Bill black; feet and claws dusky or blackish brown. Upper part of the head, and hind neck dull greyish brown; upper parts brownish-grey; wings and tail dusky brown, tinged with grey, the margins of the quills and tail-feathers greyish-white. Cheeks of a paler tint than the head; all the lower parts brownish-white, the sides tinged with reddish.

Length to end of tail 4 1/2 inches; wing from flexure 1 10 1/2/12; tail 2 2/12; bill along the ridge 4 1/2/12; tarsus 7/12; hind toe 2 3/4/12, its claw 2 3/4/12; middle toe 4/12, its claw 9/12.

Adult Female. Plate CCCLIII.

The Female is rather smaller, and its colours are somewhat paler.

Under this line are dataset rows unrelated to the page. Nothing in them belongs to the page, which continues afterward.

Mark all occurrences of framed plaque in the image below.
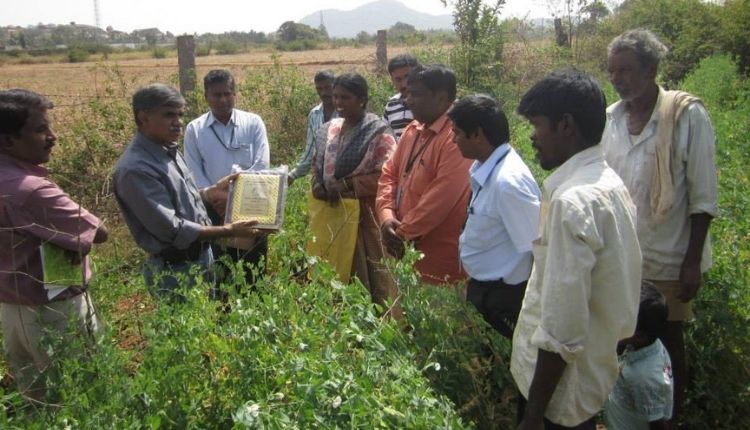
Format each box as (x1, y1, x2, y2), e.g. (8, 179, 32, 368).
(225, 170, 288, 230)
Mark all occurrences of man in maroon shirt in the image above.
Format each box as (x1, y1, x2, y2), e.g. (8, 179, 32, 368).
(0, 89, 109, 399)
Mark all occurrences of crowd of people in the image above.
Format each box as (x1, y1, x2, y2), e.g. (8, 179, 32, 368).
(0, 28, 717, 429)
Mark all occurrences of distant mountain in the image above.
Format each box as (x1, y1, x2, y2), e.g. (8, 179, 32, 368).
(299, 0, 453, 38)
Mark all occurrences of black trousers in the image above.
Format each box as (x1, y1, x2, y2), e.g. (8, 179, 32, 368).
(466, 277, 527, 339)
(516, 396, 597, 430)
(212, 237, 268, 288)
(206, 202, 267, 294)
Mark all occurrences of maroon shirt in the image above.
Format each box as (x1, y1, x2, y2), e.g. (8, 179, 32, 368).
(0, 153, 100, 305)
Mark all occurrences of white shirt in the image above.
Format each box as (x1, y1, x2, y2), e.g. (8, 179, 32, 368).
(602, 88, 718, 280)
(183, 109, 270, 188)
(459, 144, 541, 284)
(511, 146, 642, 427)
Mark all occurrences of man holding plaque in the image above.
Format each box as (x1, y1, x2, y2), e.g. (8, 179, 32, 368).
(184, 69, 270, 289)
(113, 84, 259, 300)
(0, 89, 108, 400)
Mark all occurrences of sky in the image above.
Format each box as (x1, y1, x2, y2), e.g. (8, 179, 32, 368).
(0, 0, 550, 34)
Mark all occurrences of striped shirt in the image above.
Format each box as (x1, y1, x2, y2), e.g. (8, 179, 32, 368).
(383, 93, 413, 141)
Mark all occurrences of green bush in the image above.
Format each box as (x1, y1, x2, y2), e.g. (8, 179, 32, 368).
(66, 47, 89, 63)
(678, 55, 750, 429)
(152, 47, 167, 59)
(215, 40, 240, 55)
(719, 0, 750, 77)
(196, 43, 211, 57)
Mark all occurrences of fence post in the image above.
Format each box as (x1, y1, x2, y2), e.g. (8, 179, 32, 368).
(177, 35, 196, 96)
(376, 30, 387, 73)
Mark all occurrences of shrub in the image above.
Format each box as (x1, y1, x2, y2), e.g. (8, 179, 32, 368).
(215, 39, 239, 55)
(678, 55, 750, 429)
(66, 47, 89, 63)
(151, 47, 167, 59)
(196, 43, 211, 57)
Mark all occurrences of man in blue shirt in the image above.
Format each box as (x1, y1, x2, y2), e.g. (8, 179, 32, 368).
(184, 70, 270, 291)
(449, 94, 541, 339)
(289, 70, 338, 184)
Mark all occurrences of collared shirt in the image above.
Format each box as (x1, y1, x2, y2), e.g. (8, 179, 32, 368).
(290, 102, 339, 180)
(511, 146, 642, 427)
(184, 108, 270, 188)
(113, 132, 211, 256)
(602, 88, 718, 280)
(605, 339, 673, 430)
(376, 111, 472, 284)
(459, 144, 541, 284)
(383, 93, 414, 141)
(0, 153, 100, 305)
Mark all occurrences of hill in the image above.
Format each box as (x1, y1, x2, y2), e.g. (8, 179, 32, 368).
(299, 0, 453, 38)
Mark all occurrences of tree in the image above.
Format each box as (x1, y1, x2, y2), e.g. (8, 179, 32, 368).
(719, 0, 750, 76)
(441, 0, 506, 89)
(276, 21, 325, 43)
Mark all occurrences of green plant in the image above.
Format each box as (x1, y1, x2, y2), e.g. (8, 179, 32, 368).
(442, 0, 506, 91)
(66, 47, 89, 63)
(151, 47, 167, 59)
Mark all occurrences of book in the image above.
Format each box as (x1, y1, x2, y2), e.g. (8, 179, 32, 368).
(40, 242, 82, 300)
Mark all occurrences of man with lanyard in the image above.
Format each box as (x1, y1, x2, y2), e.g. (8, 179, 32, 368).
(602, 29, 718, 427)
(376, 64, 472, 285)
(114, 84, 259, 300)
(184, 69, 270, 290)
(449, 94, 541, 339)
(383, 54, 419, 141)
(288, 70, 338, 185)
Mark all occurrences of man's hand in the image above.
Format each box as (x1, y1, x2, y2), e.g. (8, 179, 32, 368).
(325, 179, 347, 206)
(678, 261, 702, 302)
(381, 218, 405, 259)
(227, 220, 262, 238)
(203, 172, 240, 217)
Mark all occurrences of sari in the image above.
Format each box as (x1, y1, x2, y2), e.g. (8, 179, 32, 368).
(311, 113, 397, 304)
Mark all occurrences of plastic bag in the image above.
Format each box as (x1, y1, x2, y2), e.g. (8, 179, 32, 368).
(306, 192, 360, 283)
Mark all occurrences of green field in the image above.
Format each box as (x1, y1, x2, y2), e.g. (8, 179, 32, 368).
(1, 4, 749, 427)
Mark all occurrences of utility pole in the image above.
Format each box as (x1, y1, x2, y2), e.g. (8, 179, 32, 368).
(93, 0, 102, 28)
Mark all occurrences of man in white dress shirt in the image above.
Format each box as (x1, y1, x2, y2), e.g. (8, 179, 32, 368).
(512, 70, 641, 430)
(449, 94, 541, 339)
(184, 69, 270, 291)
(602, 29, 718, 428)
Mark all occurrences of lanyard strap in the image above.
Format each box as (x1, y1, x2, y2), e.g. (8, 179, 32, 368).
(468, 148, 510, 214)
(403, 130, 435, 178)
(209, 122, 237, 150)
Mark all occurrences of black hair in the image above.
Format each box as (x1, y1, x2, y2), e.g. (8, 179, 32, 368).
(517, 69, 607, 147)
(314, 70, 335, 83)
(636, 281, 669, 341)
(333, 73, 369, 108)
(0, 89, 54, 135)
(406, 64, 457, 101)
(448, 94, 510, 148)
(203, 69, 235, 92)
(387, 53, 419, 74)
(132, 84, 185, 126)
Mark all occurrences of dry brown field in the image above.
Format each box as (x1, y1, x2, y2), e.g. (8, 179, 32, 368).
(0, 45, 410, 116)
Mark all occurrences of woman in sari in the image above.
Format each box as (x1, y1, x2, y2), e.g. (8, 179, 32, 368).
(311, 73, 398, 306)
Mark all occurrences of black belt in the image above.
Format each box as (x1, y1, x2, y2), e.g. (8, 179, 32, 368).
(468, 278, 526, 288)
(156, 241, 209, 264)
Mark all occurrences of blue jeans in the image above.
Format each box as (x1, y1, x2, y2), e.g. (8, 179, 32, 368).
(143, 248, 214, 301)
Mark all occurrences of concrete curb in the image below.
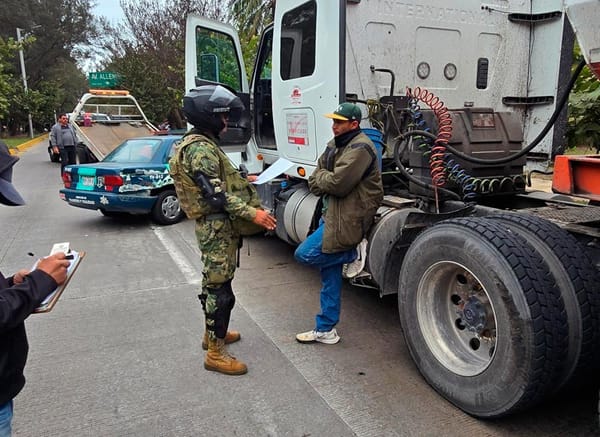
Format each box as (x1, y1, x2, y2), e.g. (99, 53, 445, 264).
(8, 133, 49, 155)
(17, 133, 49, 151)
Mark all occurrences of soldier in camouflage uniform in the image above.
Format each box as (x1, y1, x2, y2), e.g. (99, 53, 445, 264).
(170, 86, 276, 375)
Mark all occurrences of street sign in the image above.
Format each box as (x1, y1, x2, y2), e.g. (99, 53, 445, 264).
(88, 72, 120, 88)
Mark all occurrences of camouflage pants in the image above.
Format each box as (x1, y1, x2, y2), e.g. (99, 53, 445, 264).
(195, 218, 239, 341)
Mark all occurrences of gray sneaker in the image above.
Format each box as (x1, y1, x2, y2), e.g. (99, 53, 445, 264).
(296, 328, 340, 344)
(343, 238, 368, 278)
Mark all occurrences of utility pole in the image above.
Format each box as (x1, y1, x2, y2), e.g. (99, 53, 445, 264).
(16, 27, 34, 139)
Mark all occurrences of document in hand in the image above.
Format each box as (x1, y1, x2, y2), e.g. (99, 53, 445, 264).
(34, 248, 85, 313)
(251, 158, 294, 185)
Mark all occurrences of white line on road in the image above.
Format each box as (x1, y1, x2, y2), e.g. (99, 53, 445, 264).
(152, 226, 201, 285)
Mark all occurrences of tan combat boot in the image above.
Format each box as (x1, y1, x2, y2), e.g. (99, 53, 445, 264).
(204, 338, 248, 375)
(202, 330, 241, 350)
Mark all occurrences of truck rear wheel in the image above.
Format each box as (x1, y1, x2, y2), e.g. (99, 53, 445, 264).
(398, 217, 568, 418)
(487, 213, 600, 390)
(76, 143, 98, 164)
(76, 144, 89, 164)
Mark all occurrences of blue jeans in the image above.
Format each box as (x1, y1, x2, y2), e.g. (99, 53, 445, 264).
(0, 400, 13, 437)
(294, 221, 356, 332)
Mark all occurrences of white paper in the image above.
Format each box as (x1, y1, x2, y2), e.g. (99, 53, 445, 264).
(35, 249, 81, 308)
(252, 158, 294, 185)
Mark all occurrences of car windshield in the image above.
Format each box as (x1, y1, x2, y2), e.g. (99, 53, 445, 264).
(103, 139, 162, 163)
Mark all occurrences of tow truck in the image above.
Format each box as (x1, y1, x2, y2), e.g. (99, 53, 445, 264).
(49, 89, 158, 164)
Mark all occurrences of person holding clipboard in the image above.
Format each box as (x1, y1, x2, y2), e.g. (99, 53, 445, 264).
(0, 141, 70, 436)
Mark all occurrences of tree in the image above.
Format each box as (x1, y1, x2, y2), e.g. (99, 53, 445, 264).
(567, 44, 600, 152)
(97, 0, 228, 128)
(0, 0, 101, 88)
(228, 0, 274, 38)
(228, 0, 274, 77)
(0, 0, 100, 135)
(0, 38, 17, 124)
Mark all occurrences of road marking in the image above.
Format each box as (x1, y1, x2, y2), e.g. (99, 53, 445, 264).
(152, 226, 201, 285)
(154, 228, 387, 435)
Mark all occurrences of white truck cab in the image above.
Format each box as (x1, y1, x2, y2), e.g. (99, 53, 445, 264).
(185, 0, 600, 420)
(185, 0, 592, 174)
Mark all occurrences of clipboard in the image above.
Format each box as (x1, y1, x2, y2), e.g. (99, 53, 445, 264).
(33, 250, 86, 313)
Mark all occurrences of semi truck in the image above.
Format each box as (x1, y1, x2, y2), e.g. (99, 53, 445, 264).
(48, 89, 158, 163)
(185, 0, 600, 418)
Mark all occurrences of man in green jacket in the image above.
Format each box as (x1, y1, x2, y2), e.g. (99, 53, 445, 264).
(295, 102, 384, 344)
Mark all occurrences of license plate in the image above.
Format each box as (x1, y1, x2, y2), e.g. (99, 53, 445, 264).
(81, 176, 95, 186)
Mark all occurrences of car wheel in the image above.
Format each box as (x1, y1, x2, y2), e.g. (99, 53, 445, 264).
(48, 147, 60, 162)
(151, 189, 185, 225)
(398, 217, 568, 418)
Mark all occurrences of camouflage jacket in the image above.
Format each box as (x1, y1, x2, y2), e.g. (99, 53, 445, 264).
(169, 132, 258, 222)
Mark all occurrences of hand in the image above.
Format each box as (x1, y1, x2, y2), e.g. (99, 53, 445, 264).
(36, 253, 70, 285)
(52, 146, 59, 154)
(247, 174, 258, 182)
(13, 269, 30, 284)
(253, 209, 276, 231)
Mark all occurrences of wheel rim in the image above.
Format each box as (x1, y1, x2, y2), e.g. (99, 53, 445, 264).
(161, 194, 180, 220)
(416, 261, 497, 376)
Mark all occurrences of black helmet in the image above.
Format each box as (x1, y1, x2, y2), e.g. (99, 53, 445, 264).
(182, 85, 244, 135)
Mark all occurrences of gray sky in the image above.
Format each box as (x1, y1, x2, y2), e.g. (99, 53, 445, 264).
(93, 0, 125, 25)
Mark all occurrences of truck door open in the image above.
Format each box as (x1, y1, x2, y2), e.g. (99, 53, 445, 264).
(252, 26, 276, 151)
(185, 14, 251, 151)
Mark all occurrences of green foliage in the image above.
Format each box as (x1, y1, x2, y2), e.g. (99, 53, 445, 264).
(196, 29, 242, 91)
(0, 38, 17, 120)
(3, 137, 38, 148)
(0, 0, 275, 135)
(228, 0, 274, 78)
(98, 0, 229, 128)
(567, 45, 600, 152)
(0, 0, 100, 135)
(109, 51, 176, 126)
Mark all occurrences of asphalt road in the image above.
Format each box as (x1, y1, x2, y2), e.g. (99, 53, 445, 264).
(0, 141, 598, 436)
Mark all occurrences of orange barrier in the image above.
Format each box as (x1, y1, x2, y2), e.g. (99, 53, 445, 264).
(553, 155, 600, 202)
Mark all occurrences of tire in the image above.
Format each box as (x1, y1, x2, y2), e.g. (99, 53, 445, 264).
(151, 189, 185, 225)
(48, 147, 60, 162)
(76, 144, 91, 164)
(398, 217, 568, 418)
(487, 213, 600, 390)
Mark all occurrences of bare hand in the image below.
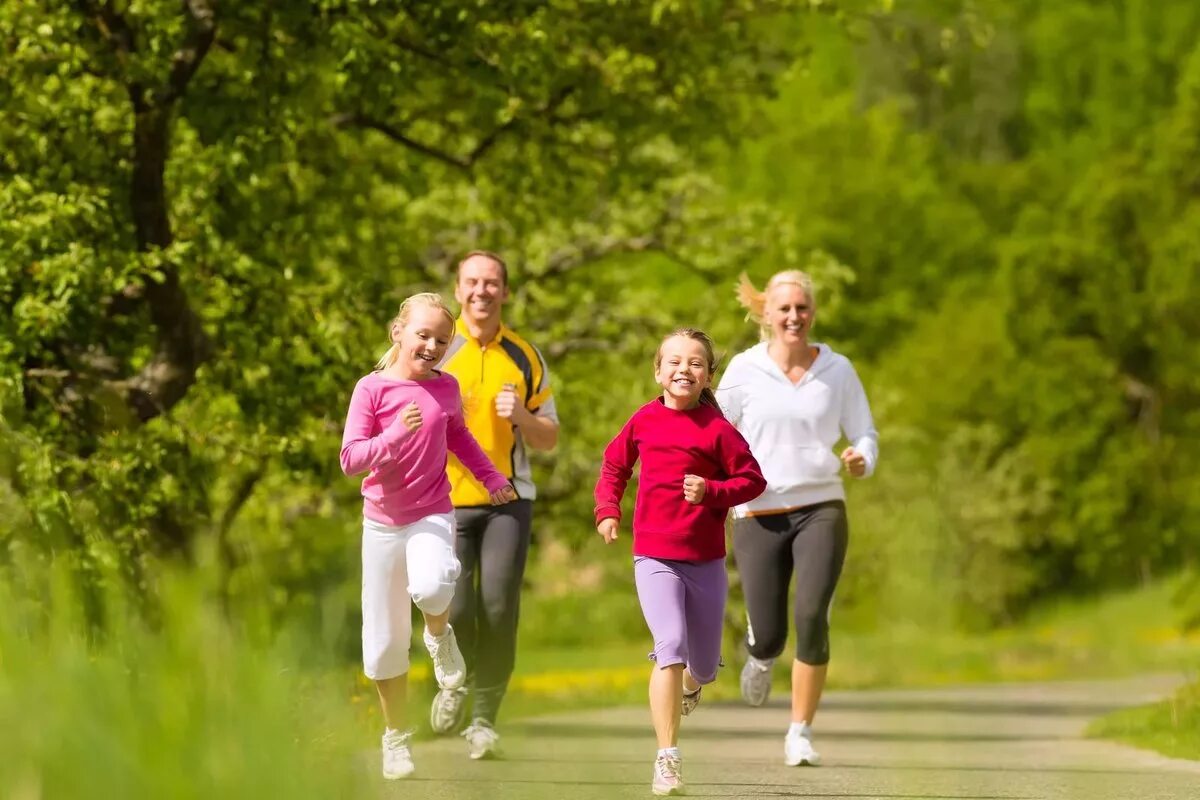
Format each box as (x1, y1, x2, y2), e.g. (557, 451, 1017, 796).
(494, 384, 519, 420)
(400, 402, 423, 432)
(683, 474, 707, 504)
(489, 484, 518, 505)
(841, 447, 866, 477)
(597, 517, 619, 544)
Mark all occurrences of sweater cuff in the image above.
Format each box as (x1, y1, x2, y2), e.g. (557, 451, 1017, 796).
(483, 474, 511, 494)
(594, 505, 622, 526)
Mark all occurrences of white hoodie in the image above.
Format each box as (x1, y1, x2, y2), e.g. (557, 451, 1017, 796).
(716, 342, 878, 517)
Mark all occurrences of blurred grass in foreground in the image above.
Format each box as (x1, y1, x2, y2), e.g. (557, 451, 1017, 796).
(0, 562, 372, 799)
(1087, 681, 1200, 760)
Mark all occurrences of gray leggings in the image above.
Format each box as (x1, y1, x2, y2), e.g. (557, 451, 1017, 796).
(449, 499, 533, 725)
(732, 501, 848, 666)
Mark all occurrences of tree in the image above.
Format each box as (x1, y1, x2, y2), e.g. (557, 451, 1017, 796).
(1, 1, 840, 599)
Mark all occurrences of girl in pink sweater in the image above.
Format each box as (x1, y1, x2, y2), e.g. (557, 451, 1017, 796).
(340, 292, 515, 780)
(594, 328, 766, 797)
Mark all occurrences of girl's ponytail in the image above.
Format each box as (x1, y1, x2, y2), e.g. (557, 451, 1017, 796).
(698, 386, 725, 419)
(375, 342, 402, 371)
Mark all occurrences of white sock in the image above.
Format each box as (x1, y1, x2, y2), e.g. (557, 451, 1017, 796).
(428, 625, 451, 641)
(788, 721, 812, 739)
(657, 746, 681, 759)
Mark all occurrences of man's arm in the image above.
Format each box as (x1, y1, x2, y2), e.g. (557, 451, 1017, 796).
(510, 405, 559, 451)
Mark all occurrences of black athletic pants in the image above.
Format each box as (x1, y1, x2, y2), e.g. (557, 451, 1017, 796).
(732, 500, 848, 666)
(449, 499, 533, 724)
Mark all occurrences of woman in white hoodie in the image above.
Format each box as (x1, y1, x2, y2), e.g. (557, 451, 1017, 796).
(715, 269, 878, 768)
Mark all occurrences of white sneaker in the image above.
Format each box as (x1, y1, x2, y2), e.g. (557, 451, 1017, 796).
(381, 728, 415, 779)
(681, 686, 702, 717)
(430, 686, 470, 734)
(423, 625, 466, 690)
(740, 656, 774, 706)
(784, 728, 821, 766)
(651, 752, 685, 796)
(462, 718, 500, 760)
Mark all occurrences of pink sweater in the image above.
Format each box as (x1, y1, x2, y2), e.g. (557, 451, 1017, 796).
(340, 371, 509, 526)
(594, 399, 767, 561)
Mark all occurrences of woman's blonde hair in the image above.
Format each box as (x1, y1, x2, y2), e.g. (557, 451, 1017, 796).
(735, 270, 815, 341)
(654, 327, 725, 417)
(376, 292, 457, 370)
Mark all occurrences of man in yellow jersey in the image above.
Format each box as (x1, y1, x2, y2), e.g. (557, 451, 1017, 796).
(430, 251, 560, 760)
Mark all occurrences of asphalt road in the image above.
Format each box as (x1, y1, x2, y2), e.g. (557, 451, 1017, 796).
(382, 674, 1199, 799)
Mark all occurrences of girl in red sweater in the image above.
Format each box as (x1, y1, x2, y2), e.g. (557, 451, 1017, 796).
(594, 328, 766, 796)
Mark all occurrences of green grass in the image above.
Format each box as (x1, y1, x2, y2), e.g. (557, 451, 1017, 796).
(0, 565, 374, 799)
(1087, 682, 1200, 760)
(4, 560, 1198, 799)
(828, 577, 1200, 689)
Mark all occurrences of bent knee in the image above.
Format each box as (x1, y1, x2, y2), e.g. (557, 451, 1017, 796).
(409, 577, 456, 616)
(747, 630, 787, 661)
(687, 661, 719, 685)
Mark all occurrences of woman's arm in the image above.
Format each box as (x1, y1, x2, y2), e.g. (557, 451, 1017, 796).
(840, 364, 879, 478)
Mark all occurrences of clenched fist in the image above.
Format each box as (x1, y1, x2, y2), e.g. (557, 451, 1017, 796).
(840, 447, 866, 477)
(596, 517, 619, 544)
(400, 401, 423, 432)
(489, 484, 519, 505)
(495, 383, 518, 419)
(683, 474, 707, 504)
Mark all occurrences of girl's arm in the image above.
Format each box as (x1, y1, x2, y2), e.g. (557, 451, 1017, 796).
(840, 363, 879, 477)
(593, 416, 639, 525)
(700, 425, 768, 509)
(446, 393, 512, 495)
(339, 382, 412, 476)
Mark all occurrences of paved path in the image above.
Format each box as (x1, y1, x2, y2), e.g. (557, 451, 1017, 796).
(388, 674, 1199, 799)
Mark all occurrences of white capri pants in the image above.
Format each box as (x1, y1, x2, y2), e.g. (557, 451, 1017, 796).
(361, 513, 460, 680)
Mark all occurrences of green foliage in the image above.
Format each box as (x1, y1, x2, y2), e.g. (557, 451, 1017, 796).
(0, 0, 826, 611)
(3, 0, 1200, 647)
(714, 0, 1200, 624)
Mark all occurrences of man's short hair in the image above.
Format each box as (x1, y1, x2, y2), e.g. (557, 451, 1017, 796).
(456, 250, 508, 285)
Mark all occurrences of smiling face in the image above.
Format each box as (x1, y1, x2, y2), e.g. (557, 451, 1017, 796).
(764, 281, 814, 346)
(390, 304, 454, 379)
(454, 254, 508, 328)
(655, 335, 712, 407)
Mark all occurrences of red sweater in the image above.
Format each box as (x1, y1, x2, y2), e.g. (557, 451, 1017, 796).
(594, 399, 767, 561)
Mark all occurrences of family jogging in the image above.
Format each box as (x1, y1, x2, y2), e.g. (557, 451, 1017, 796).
(339, 252, 879, 796)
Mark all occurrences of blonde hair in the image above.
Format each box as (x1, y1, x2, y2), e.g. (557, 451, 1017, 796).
(735, 270, 815, 341)
(376, 292, 457, 369)
(654, 328, 725, 417)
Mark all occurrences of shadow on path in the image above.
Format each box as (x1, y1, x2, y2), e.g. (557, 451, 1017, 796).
(509, 720, 1070, 743)
(399, 775, 1026, 799)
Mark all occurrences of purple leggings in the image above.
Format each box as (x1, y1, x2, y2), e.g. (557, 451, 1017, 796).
(633, 556, 727, 685)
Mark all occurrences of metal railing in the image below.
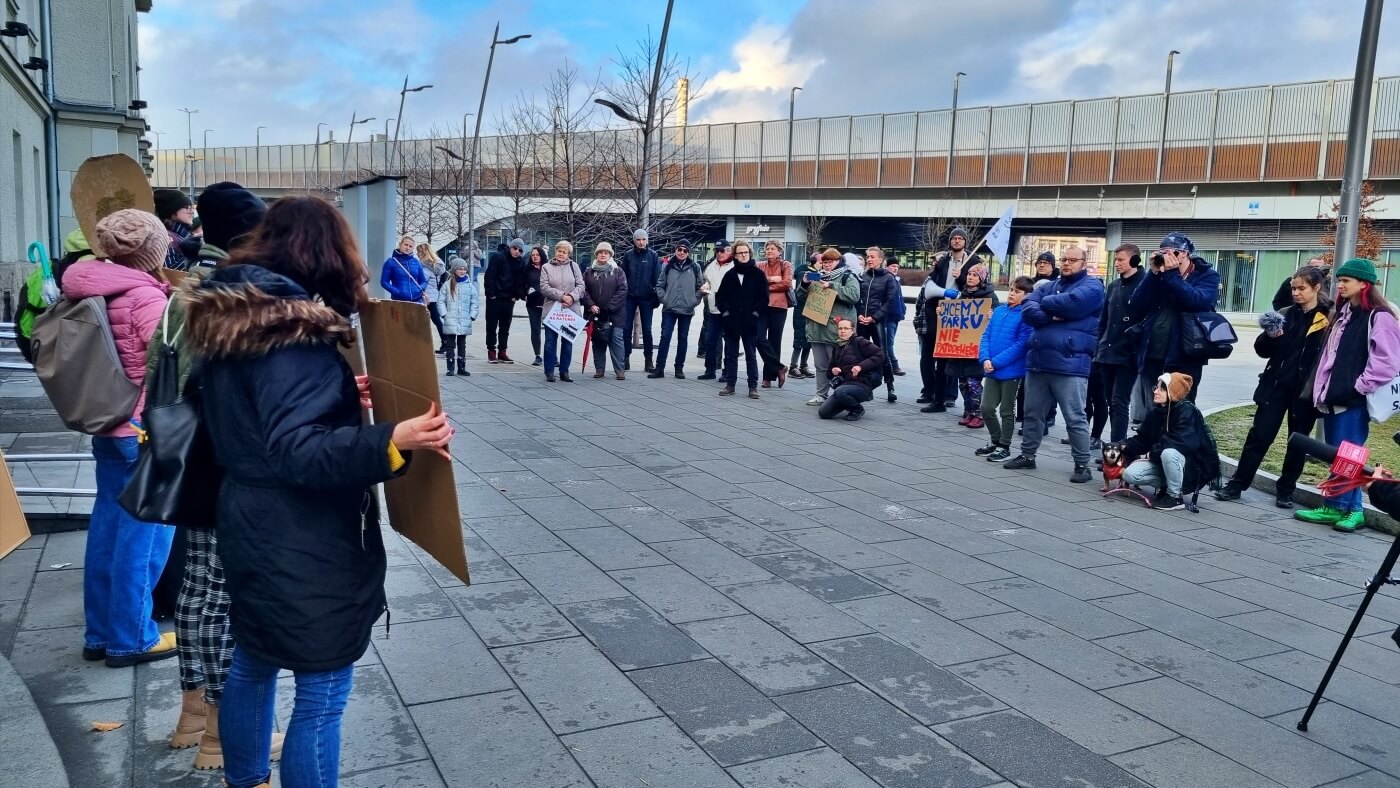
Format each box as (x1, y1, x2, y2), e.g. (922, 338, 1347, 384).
(150, 76, 1400, 192)
(4, 454, 97, 499)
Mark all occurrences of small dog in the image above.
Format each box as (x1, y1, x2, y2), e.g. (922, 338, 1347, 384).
(1100, 443, 1128, 492)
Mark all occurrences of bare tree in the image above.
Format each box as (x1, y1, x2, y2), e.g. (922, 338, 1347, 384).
(392, 129, 459, 244)
(805, 195, 832, 255)
(1320, 181, 1389, 265)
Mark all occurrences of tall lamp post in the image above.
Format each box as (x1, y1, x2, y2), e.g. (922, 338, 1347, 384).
(345, 113, 375, 174)
(466, 23, 531, 263)
(255, 126, 266, 146)
(787, 86, 803, 187)
(1332, 0, 1385, 270)
(202, 129, 213, 187)
(382, 117, 395, 171)
(178, 107, 198, 198)
(391, 77, 433, 174)
(1155, 50, 1180, 182)
(946, 72, 965, 186)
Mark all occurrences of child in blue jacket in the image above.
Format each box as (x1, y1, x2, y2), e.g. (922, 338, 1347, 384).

A nest presented to me by Mr Nuttall is of a cylindrical form nine inches long, three and a half in diameter. It is suspended from the fork of a small twig, and is composed externally of hypna, lichens, and fibrous roots, interwoven so as to present a smoothish surface, and with a few stems of grasses, and some feathers of Garrulus Stelleri intermixed. The aperture, which is at the top, does not exceed seven-eighths of an inch in diameter; but for two-thirds of the length of the nest, the internal diameter is two inches. This part is lined with the cottony down of willows, carefully thrust into the interstices, and contains a vast quantity of soft feathers chiefly of Steller’s Jay, with some others, among which can be distinguished those of Tetrao urophasianus, Columba fasciata, and Tanagra ludoviciana. The eggs, nine in number, are pure white, 4 1/2/8 of an inch in length, by 3 1/2/8 broad, and are rather pointed at the small end.

LOUISIANA TANAGER.

Tanagra Ludoviciana, Wils.
PLATE CCCLIV. Male.

Wilson was the first ornithologist who figured this handsome bird. From his time until the return of Dr Townsend from the Columbia River no specimen seems to have been procured. That gentleman forwarded several males in much finer condition than those brought by Lewis and Clarke. Some of these I purchased, and, on his return to Philadelphia, I was presented with a female by my young friend Dr Trudeau, of Louisiana, a representation of which you will find in Plate CCCC. fig 4. The only account of this species is by Thomas Nuttall, who, however, was unacquainted with the female.

“We first observed this fine bird in a thick belt of wood near Lorimier’s Fork of the Platte, on the 4th of June, at a considerable distance to the east of the first chain of the Rocky Mountains (or Black Hills), so that the species in all probability continues some distance down the Platte. We have also seen them very abundant in the spring, in the forests of the Columbia, below Fort Vancouver. On the Platte they appeared shy and almost silent, not having there apparently commenced breeding. About the middle of May we observed the males in small numbers scattered through the dark pine forests of the Columbia, restless, shy, and flitting when approached, but at length more sedentary when mated. We frequently traced them out by their song, which is a loud, short, slow, but pleasing warble, not much unlike the song of the Common Robin, delivered from the tops of the lofty fir-trees. This music continues at short intervals throughout the whole forenoon, during which time our songster is busily engaged in quest of such coleopterous insects and larvæ as are to be found on the young branches of the trees he frequents, and which require an assiduous and long-continued search to gratify his wants. Of the female and nest we are still ignorant, though they are in all probability very similar to those of our other known species. We have not seen this bird as far south as Upper California, though it may exist in the thicker forests remote from the coast, which we had no opportunity of visiting.”

Louisiana Tanager, Tanagra Ludoviciana, Wils. Amer. Ornith. vol. iii. p. 27, pl. 20, fig. 1.